The U.S. Bureau of Labor Statistics (BLS) predicted that physicists will see 8% job growth in from 2014-2024. As of May 2015, these workers earned an average salary of $118,500 annually.
Astronomers observe, research, and interpret astronomical phenomena to increase basic knowledge or apply such information to practical problems. According to the BLS, astronomers will see the number of jobs in their field increase 3% from 2014-2024. In 2015, astronomers earned an average annual salary of $110,220, according to the BLS.
When not conducting research in academic or laboratory settings, physicists often take jobs teaching in their field of expertise. Physics teachers may be employed at the secondary or postsecondary levels. They educate their students in the basics of physics and physical science, which entails using textbooks and classroom experiments to demonstrate the effects of physical laws on motion and objects, the interactions of gases and gravity.
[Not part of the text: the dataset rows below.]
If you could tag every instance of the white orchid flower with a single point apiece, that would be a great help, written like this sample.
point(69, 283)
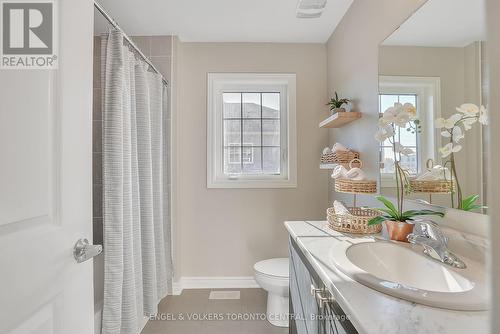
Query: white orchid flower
point(468, 109)
point(403, 150)
point(402, 118)
point(457, 132)
point(384, 132)
point(449, 149)
point(468, 122)
point(410, 110)
point(483, 116)
point(389, 115)
point(448, 123)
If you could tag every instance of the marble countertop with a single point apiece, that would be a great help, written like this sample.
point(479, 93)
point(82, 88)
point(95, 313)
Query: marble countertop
point(373, 312)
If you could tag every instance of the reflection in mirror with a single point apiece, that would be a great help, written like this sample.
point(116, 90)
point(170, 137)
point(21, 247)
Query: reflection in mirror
point(434, 62)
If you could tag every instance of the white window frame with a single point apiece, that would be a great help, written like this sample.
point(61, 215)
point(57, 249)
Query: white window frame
point(428, 90)
point(219, 83)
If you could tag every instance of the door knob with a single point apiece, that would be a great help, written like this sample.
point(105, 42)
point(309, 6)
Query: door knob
point(83, 250)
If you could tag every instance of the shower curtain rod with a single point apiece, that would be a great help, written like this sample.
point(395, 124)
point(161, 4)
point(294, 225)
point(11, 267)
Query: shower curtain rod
point(129, 40)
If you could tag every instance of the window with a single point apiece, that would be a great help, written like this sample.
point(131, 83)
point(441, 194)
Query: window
point(251, 131)
point(424, 94)
point(403, 135)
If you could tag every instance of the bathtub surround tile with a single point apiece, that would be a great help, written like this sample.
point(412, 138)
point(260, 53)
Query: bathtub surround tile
point(161, 46)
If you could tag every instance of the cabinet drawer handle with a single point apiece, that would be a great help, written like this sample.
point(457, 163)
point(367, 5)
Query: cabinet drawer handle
point(314, 290)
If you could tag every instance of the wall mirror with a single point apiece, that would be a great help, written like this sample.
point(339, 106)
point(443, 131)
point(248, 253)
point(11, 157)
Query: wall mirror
point(435, 62)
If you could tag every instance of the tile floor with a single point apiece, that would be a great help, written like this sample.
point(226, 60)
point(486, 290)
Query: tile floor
point(196, 303)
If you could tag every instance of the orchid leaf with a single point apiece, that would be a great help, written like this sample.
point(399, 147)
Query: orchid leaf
point(469, 204)
point(377, 220)
point(394, 213)
point(413, 213)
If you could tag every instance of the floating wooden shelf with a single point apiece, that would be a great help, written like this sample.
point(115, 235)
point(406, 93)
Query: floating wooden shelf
point(340, 119)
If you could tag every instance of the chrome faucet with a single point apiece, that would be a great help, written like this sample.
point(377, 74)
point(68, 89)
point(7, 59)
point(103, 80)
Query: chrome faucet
point(428, 234)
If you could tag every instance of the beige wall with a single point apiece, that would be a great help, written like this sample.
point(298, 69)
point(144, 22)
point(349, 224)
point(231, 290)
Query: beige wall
point(223, 232)
point(353, 71)
point(459, 71)
point(493, 55)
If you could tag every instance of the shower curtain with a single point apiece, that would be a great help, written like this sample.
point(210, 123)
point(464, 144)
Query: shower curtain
point(137, 256)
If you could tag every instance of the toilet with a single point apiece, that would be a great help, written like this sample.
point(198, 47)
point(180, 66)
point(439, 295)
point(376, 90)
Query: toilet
point(273, 276)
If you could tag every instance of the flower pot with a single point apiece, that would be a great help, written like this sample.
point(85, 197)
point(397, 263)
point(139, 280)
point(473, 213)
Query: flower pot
point(398, 230)
point(336, 110)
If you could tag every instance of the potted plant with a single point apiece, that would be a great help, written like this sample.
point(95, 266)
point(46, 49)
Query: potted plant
point(398, 222)
point(454, 129)
point(338, 105)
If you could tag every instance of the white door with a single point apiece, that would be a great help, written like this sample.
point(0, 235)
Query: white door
point(45, 186)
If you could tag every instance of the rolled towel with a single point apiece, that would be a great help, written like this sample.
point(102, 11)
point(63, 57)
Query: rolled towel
point(340, 208)
point(339, 172)
point(339, 147)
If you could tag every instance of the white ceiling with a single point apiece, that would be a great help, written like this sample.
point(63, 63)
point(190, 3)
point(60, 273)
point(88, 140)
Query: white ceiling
point(224, 20)
point(443, 23)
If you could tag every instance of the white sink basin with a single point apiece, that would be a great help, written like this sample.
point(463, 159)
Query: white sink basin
point(401, 270)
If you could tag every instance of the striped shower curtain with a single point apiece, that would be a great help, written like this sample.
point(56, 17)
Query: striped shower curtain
point(137, 257)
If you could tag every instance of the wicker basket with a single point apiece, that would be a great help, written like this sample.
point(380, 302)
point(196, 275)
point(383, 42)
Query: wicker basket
point(432, 187)
point(355, 187)
point(341, 157)
point(354, 222)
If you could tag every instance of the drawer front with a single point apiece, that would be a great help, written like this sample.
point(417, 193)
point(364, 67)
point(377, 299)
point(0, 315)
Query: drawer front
point(307, 316)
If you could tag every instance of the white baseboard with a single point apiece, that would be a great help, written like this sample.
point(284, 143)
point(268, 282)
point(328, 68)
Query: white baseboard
point(224, 282)
point(176, 288)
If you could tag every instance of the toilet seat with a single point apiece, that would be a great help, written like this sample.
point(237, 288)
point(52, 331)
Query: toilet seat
point(272, 276)
point(276, 268)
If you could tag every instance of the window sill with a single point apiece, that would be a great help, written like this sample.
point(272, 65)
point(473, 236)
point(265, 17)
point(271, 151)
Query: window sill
point(250, 184)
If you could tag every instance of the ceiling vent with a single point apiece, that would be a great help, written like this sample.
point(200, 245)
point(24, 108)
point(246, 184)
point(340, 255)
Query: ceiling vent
point(307, 9)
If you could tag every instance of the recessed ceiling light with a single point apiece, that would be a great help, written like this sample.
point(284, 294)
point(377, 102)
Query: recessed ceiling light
point(310, 8)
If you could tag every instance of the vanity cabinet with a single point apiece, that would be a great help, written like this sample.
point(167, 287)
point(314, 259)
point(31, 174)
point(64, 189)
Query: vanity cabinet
point(312, 307)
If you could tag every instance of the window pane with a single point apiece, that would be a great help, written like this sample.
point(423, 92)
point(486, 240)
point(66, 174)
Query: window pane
point(270, 132)
point(270, 105)
point(251, 105)
point(407, 138)
point(410, 162)
point(251, 132)
point(271, 160)
point(408, 99)
point(232, 160)
point(231, 105)
point(252, 160)
point(232, 132)
point(387, 101)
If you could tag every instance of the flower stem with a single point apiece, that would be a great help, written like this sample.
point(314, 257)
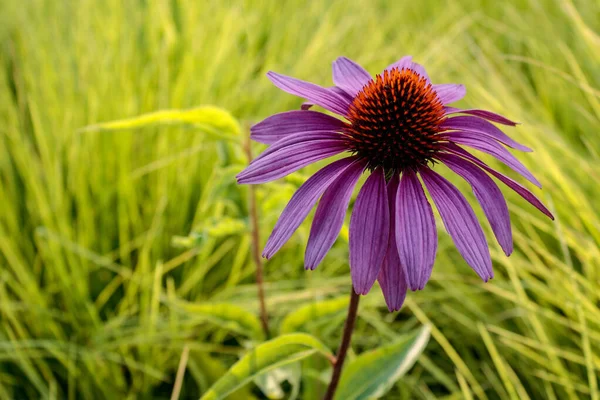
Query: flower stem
point(264, 319)
point(347, 335)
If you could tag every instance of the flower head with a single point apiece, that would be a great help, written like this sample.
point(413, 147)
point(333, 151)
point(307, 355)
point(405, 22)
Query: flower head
point(399, 127)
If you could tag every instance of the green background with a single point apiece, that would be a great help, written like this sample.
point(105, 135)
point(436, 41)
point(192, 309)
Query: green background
point(115, 244)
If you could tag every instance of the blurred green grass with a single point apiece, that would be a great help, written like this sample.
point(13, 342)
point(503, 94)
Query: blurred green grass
point(91, 281)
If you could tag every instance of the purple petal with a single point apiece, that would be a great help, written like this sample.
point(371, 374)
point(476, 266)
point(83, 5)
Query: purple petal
point(481, 126)
point(289, 155)
point(450, 92)
point(517, 187)
point(416, 235)
point(460, 222)
point(288, 123)
point(307, 104)
point(406, 62)
point(489, 196)
point(490, 116)
point(392, 277)
point(349, 76)
point(330, 214)
point(301, 203)
point(369, 232)
point(491, 147)
point(326, 98)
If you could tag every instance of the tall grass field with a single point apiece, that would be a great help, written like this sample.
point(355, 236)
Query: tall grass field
point(126, 243)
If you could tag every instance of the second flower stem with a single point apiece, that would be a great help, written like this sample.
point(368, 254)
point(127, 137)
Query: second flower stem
point(344, 345)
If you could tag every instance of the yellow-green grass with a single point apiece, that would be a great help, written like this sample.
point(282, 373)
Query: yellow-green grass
point(95, 290)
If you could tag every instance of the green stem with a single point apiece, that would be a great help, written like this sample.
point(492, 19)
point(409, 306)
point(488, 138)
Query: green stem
point(341, 356)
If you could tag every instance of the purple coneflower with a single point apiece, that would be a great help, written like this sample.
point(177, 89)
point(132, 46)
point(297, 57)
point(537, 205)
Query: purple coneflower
point(397, 126)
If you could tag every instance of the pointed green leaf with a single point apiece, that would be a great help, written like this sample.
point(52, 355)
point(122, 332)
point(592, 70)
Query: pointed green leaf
point(372, 374)
point(227, 316)
point(265, 357)
point(213, 120)
point(298, 318)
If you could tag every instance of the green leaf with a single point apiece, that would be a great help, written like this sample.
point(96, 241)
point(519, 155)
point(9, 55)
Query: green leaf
point(270, 382)
point(265, 357)
point(372, 374)
point(212, 120)
point(298, 318)
point(228, 316)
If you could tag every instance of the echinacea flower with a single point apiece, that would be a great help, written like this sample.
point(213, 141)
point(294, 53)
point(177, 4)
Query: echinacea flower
point(398, 127)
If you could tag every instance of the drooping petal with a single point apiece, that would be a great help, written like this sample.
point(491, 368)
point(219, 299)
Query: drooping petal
point(416, 235)
point(406, 62)
point(489, 196)
point(490, 116)
point(369, 232)
point(392, 280)
point(392, 277)
point(349, 76)
point(339, 91)
point(450, 92)
point(517, 187)
point(289, 155)
point(491, 147)
point(281, 125)
point(326, 98)
point(330, 214)
point(460, 222)
point(301, 203)
point(481, 126)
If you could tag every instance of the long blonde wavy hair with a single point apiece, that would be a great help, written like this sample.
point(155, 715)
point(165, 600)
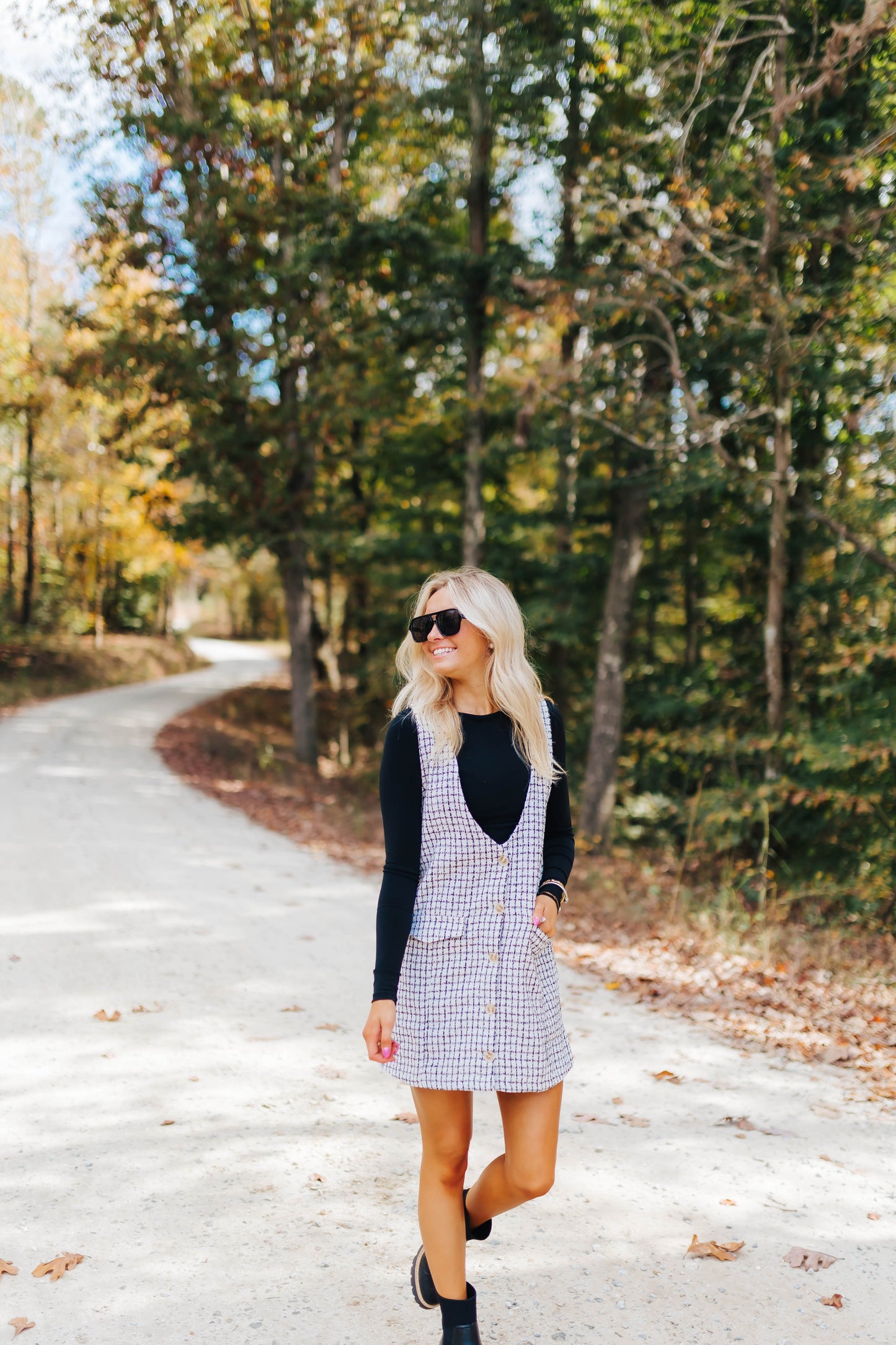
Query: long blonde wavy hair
point(512, 682)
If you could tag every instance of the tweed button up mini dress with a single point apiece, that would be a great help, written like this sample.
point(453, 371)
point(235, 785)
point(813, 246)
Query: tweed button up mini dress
point(479, 999)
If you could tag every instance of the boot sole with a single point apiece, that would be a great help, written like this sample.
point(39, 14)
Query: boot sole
point(417, 1289)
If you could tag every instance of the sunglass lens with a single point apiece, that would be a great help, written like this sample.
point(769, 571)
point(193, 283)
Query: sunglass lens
point(449, 620)
point(421, 627)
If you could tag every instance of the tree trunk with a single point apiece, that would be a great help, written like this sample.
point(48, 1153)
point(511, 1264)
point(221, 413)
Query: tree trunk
point(27, 584)
point(692, 587)
point(297, 592)
point(477, 282)
point(778, 560)
point(598, 790)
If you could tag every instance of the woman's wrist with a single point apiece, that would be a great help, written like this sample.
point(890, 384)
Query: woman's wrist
point(548, 890)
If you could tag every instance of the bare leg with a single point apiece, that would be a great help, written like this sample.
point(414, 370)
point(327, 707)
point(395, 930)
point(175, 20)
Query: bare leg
point(446, 1127)
point(526, 1168)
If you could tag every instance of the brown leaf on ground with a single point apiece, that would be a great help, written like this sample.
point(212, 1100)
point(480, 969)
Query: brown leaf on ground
point(722, 1251)
point(58, 1266)
point(802, 1259)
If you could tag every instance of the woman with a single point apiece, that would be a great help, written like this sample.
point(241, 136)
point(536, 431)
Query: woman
point(479, 846)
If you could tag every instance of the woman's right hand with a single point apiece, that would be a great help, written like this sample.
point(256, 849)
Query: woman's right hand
point(378, 1030)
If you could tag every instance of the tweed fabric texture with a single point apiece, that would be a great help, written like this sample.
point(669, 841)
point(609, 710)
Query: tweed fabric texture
point(479, 998)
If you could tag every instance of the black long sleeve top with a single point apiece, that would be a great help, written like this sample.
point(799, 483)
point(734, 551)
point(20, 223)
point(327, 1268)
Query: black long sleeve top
point(495, 780)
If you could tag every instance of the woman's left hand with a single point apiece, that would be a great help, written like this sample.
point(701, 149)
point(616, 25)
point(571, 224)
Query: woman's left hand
point(547, 909)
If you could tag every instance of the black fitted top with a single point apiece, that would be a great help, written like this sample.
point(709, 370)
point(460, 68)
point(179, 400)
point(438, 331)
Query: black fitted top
point(495, 780)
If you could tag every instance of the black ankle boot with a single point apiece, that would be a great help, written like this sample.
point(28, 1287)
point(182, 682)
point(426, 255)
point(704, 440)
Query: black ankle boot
point(463, 1336)
point(481, 1231)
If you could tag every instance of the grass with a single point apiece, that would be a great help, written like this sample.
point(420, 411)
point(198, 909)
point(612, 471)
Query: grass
point(38, 668)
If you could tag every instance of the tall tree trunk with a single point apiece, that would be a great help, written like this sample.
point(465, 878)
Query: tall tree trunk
point(297, 592)
point(781, 377)
point(477, 282)
point(27, 584)
point(598, 790)
point(692, 587)
point(778, 555)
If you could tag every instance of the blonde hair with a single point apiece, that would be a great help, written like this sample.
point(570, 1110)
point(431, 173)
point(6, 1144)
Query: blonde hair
point(511, 681)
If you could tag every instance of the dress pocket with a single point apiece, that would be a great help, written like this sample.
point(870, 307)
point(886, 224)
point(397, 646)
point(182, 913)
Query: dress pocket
point(434, 926)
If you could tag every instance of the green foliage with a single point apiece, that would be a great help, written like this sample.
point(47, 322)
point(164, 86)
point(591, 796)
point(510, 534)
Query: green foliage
point(709, 295)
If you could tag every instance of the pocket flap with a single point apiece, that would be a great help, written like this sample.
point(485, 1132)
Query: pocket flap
point(432, 926)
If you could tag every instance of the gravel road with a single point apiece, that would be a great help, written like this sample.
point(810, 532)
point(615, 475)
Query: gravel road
point(231, 1172)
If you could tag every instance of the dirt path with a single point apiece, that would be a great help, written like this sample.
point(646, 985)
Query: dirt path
point(278, 1208)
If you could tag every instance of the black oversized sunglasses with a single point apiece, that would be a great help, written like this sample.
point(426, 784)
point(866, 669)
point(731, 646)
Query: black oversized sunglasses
point(448, 622)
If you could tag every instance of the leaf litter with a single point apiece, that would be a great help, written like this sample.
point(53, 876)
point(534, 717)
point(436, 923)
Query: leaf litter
point(721, 1251)
point(802, 1259)
point(57, 1267)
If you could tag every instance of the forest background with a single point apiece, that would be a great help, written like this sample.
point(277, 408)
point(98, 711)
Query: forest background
point(600, 297)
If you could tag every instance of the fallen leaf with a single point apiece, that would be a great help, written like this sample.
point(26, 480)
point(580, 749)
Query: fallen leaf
point(722, 1251)
point(58, 1266)
point(802, 1259)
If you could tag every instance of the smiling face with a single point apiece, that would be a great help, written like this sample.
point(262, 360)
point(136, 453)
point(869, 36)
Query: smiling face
point(458, 657)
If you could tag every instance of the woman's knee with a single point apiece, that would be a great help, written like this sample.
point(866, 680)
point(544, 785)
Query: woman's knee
point(530, 1180)
point(448, 1160)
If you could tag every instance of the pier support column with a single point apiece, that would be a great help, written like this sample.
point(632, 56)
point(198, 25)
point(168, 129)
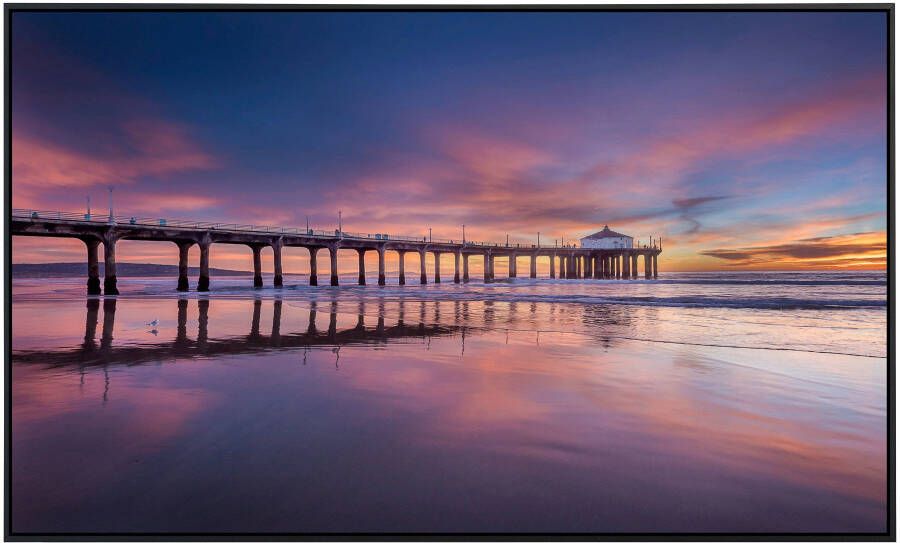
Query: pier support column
point(181, 329)
point(362, 266)
point(183, 249)
point(332, 254)
point(423, 277)
point(109, 266)
point(203, 282)
point(276, 252)
point(202, 322)
point(93, 267)
point(313, 267)
point(257, 266)
point(437, 267)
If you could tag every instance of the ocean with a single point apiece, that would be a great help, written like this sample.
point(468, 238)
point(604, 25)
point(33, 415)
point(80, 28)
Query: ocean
point(698, 402)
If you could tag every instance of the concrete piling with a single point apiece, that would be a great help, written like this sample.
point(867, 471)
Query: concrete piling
point(423, 277)
point(332, 254)
point(203, 282)
point(257, 266)
point(313, 267)
point(276, 252)
point(93, 266)
point(183, 249)
point(109, 267)
point(437, 267)
point(362, 266)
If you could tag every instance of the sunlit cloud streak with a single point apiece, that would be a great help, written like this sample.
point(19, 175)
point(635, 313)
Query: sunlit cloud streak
point(776, 139)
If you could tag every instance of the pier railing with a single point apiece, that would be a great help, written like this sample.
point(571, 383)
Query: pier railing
point(69, 217)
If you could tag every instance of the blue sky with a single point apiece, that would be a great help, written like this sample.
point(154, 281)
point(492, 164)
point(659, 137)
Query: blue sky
point(743, 139)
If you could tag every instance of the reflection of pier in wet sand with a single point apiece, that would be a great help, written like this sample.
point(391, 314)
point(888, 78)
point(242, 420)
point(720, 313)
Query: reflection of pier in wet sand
point(411, 321)
point(104, 353)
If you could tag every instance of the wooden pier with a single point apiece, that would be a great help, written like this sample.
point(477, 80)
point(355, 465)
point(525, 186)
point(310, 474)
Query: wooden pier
point(94, 231)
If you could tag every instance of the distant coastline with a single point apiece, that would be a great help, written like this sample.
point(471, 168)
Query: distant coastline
point(123, 269)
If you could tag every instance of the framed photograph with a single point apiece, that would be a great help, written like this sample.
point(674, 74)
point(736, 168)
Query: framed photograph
point(449, 272)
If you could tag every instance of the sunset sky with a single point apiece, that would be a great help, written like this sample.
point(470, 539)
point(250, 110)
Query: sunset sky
point(745, 140)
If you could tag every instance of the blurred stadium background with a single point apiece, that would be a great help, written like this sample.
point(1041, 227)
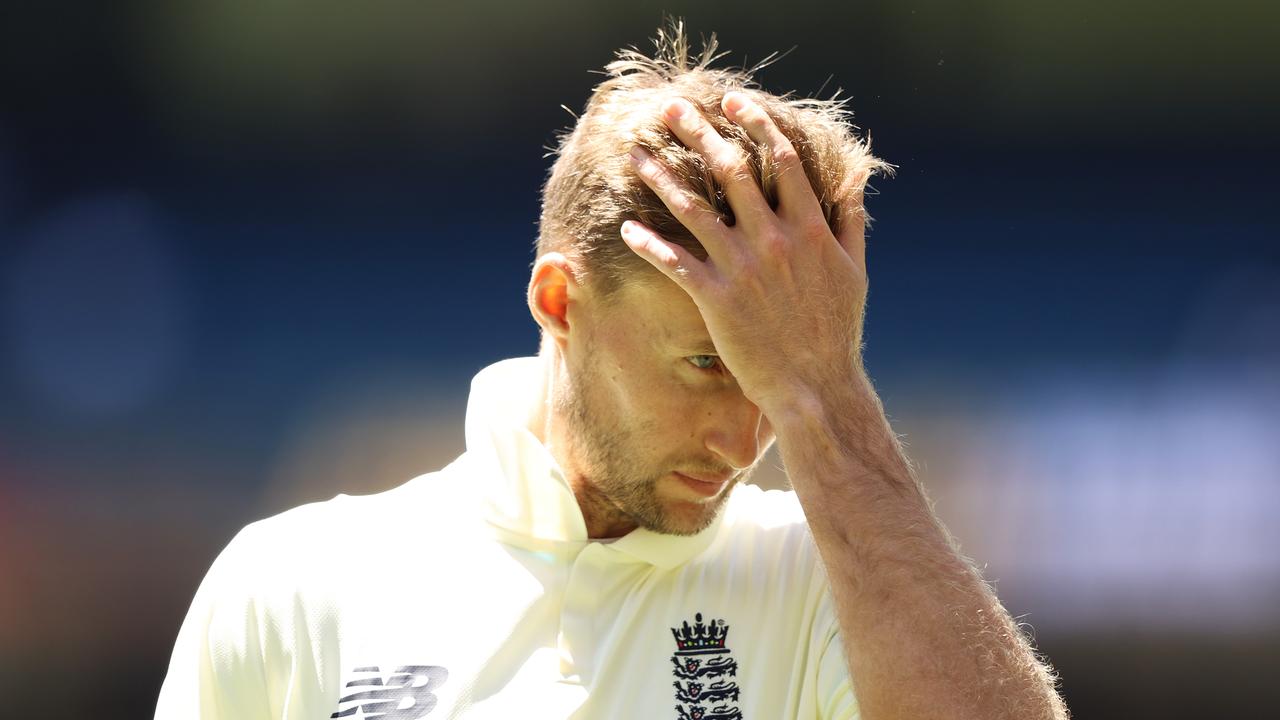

Physics teachers also design and administer tests, evaluate student progress and communicate with parents regarding educational concerns.
While physics teachers who work at colleges and universities usually hold Ph.D.s, those employed in secondary schools generally must hold bachelor's degrees and state licensure.
The BLS estimates 15% job growth for all postsecondary physics teachers in the years 2014-2024. The BLS also reported in May 2015 that physics postsecondary teachers earned $93,950 as an average annual wage.
A bachelor's degree in general physics serves as a jumping block for the many graduate degree options that exist within physics. At the graduate level, students of general physics may choose to study to become physicists, astronomers and physics instructors. Physicists study the many laws of physics, astronomers study the behavior of astronomical bodies and physics instructors teach high school and college students about the field.